Table of Contents
ISRN Materials Science
Volume 2012 (2012), Article ID 147420, 9 pages
Research Article

Characterisation of the Physical and Metallurgical Properties of Natural Iron Ore for Iron Production

1Department of Material Science and Engineering, KTH Royal Institute of Technology, Brinellvägen 23, 100 44 Stockholm, Sweden
2Department of Mechanical Engineering, School of Engineering, College of Engineering Design Art and Technology, Makerere University, P.O. Box 7062, Kampala, Uganda

Received 26 April 2012; Accepted 10 June 2012

Academic Editors: C. Ribeiro and J. Rubio

Copyright © 2012 Abraham J. B. Muwanguzi et al. This is an open access article distributed under the Creative Commons Attribution License, which permits unrestricted use, distribution, and reproduction in any medium, provided the original work is properly cited.
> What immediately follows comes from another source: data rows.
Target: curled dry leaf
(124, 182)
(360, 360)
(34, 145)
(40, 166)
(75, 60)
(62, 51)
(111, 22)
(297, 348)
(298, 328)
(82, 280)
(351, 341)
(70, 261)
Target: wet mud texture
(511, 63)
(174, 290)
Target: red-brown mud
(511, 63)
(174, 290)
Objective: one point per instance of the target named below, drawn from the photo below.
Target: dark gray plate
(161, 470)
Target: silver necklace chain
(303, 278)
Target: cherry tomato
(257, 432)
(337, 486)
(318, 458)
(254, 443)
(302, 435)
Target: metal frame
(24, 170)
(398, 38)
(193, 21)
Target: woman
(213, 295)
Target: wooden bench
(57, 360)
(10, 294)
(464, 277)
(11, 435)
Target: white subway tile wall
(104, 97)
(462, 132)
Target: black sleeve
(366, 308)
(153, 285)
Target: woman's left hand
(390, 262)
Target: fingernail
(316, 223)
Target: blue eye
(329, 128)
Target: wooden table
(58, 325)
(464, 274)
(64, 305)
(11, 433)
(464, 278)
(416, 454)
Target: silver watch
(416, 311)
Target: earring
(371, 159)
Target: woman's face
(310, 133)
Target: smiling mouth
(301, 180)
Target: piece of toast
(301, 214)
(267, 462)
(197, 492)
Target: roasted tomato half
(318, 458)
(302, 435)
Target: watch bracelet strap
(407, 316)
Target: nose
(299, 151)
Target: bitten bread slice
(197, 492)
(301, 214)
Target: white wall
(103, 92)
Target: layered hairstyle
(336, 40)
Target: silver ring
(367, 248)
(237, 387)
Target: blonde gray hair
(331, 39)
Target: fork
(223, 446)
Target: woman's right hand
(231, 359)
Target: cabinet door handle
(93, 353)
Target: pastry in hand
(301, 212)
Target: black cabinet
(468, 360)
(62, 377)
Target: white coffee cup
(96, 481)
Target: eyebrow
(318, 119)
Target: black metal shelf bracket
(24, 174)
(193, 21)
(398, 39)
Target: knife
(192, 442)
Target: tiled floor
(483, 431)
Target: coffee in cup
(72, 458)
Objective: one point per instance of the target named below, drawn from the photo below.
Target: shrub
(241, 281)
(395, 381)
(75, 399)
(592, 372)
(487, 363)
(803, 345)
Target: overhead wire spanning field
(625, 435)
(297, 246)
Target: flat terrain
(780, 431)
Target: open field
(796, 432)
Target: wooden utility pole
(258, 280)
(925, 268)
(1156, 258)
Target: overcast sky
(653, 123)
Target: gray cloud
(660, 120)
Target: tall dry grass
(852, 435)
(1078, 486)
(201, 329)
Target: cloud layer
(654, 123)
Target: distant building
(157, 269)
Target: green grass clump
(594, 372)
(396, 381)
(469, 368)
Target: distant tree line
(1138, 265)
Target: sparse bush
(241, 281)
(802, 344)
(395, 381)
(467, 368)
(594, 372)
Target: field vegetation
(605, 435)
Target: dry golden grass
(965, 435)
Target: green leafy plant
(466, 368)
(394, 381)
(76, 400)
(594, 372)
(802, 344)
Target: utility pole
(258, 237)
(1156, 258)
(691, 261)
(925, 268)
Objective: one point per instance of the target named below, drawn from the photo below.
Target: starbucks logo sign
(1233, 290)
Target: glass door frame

The blast furnace is still the dominant form of iron production, but over the years, direct reduction methods have increased due to a number of reasons. Overall, iron production methods have optimal requirements with respect to the feed materials especially iron ore. In this study, tests were carried out on Muko iron ore from Uganda to analyse its suitability to meet the feed requirements of today's dominant iron production methods. More specifically, the Tumbler, Abrasion, and Shatter Indices of the ore were determined. In addition, porosity, thermoanalysis, and reducibility tests were performed. Overall, the Muko ore was found to have good mechanical properties exemplified with tumble and shatter index data >89.0 wt% and <2.5 wt%, respectively. Furthermore, its reducibility at 0.87%/min is within the acceptable range as a natural material feed for blast furnace and direct reduction furnaces. Also, the energy requirement for heating the ore to 1100°C was found to be higher in the samples containing a wider size range of irregular grains and the largest contaminations. In summary, it is concluded that the Muko iron ore has good physical and metallurgical properties to serve as a natural material for the blast furnace and direct reduction furnaces.